PTC to seek OK of AADC-deficiency gene therapy Upstaza in US
Therapy is already in use for patients in EU and UK
PTC Therapeutics plans to seek the U.S. approval this month of Upstaza (eladocagene exuparvovec), its one-time gene therapy that’s meant to address the root cause of aromatic L-amino acid decarboxylase (AADC) deficiency, the company announced.
The company met with the U.S. Food and Drug Administration (FDA) in December to review the data it plans to include in a biologics license application (BLA) package that’s part of the process to get Upstaza on the market, according to PTC’s 2023 annual report.
The gene therapy is already on the market for use by AADC deficiency patients, 18 months and older, in the European Union and the U.K., where it was approved in 2022 as the first disease-modifying therapy for the genetic condition.
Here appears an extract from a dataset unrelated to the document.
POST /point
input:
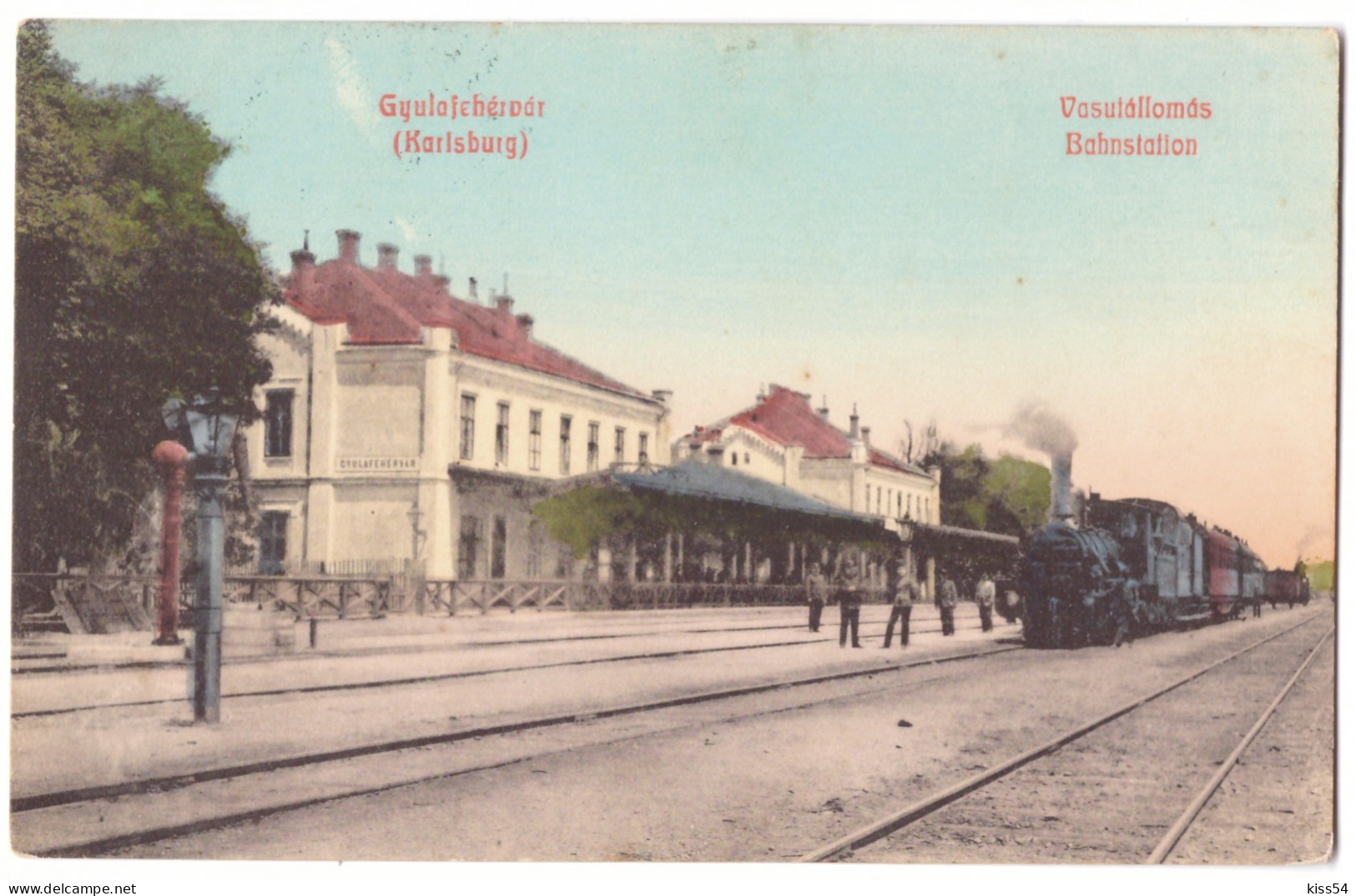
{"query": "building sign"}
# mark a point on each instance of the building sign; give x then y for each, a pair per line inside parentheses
(377, 464)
AADC deficiency is caused by mutations in the DDC gene, which provides instructions to produce an AADC enzyme, which manufacture molecules such as dopamine and serotonin that are involved in nerve cell communication. Mutations in the DDC gene lead to reduced AADC activity, meaning nerve cells produce less dopamine and serotonin. This leads to a range of symptoms from developmental delays to weak muscle tone and difficulty moving.
How does Upstaza work in AADC-deficiency?
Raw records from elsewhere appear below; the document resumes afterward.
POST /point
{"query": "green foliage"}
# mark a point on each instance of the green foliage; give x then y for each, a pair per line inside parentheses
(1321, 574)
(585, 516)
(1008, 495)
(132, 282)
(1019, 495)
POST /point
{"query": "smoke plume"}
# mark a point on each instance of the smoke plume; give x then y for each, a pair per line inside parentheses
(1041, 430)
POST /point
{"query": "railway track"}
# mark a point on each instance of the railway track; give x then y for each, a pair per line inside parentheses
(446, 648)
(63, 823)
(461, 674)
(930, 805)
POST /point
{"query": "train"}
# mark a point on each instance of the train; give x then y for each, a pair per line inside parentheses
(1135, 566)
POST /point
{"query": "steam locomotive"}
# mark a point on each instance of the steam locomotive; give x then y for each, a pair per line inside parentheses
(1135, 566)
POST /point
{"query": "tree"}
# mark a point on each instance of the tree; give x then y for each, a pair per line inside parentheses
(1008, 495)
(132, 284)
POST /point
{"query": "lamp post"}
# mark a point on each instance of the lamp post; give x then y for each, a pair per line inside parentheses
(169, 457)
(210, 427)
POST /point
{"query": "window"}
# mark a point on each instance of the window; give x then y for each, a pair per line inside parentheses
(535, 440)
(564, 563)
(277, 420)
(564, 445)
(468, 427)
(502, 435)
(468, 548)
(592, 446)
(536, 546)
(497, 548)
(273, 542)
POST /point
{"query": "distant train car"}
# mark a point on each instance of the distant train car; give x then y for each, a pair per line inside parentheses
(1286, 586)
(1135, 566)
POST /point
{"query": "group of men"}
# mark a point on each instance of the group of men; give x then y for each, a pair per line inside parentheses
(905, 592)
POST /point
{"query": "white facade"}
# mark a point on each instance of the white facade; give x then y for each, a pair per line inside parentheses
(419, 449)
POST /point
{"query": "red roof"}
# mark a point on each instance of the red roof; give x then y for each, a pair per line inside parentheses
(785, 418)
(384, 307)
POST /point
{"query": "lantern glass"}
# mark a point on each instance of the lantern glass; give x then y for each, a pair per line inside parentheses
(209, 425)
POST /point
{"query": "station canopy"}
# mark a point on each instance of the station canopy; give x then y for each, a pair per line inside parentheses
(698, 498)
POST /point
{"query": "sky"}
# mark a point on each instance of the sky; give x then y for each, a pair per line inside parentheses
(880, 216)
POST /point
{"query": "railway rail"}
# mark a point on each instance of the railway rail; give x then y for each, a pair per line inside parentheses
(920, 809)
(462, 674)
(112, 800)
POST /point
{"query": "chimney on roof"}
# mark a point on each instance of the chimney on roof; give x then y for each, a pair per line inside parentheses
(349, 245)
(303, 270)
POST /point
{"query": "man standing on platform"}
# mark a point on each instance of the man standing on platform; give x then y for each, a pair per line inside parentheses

Upstaza delivers a working version of the DDC gene to nerve cells. The working gene is packaged aboard a modified adeno-associated virus 2 (AAV2) that is harmless, meaning it’s not known to cause disease in humans.
Given as an infusion into the brain, it’s expected the virus will carry the working gene into nerve cells, enabling them to produce AADC on their own. This will increase dopamine and serotonin levels, thereby easing symptoms.
In clinical trials, a single Upstaza infusion helped children with a genetically confirmed diagnosis of AADC deficiency develop head control and the ability to sit unassisted. Besides helping children meet motor milestones for up to at least 10 years after dosing, Upstaza also led to cognitive gains.
The FDA said PTC hadn’t yet provided enough data to show the commercial version of the gene therapy was equivalent to the one used in clinical trials.
The agency did note that available data from an ongoing Upstaza Phase 2 trial (NCT04903288) in the U.S., Israel, and Taiwan could help support a BLA for accelerated approval based on biomarker data that reflects an increase in brain dopamine levels. An accelerated approval allows for an earlier approval of medications that treat serious diseases and fill an unmet medical need based on a surrogate biomarker, that is, a measure that’s thought to predict clinical benefit, but isn’t itself a measure of clinical benefit.
In such cases, full approval depends on further clinical trial data that supports the therapy’s clinical efficacy.
The Phase 2 study is evaluating Upstaza’s effects on the body and the safety of an MRI-compatible cannula to deliver it in three children with AADC deficiency for up to about five years after dosing.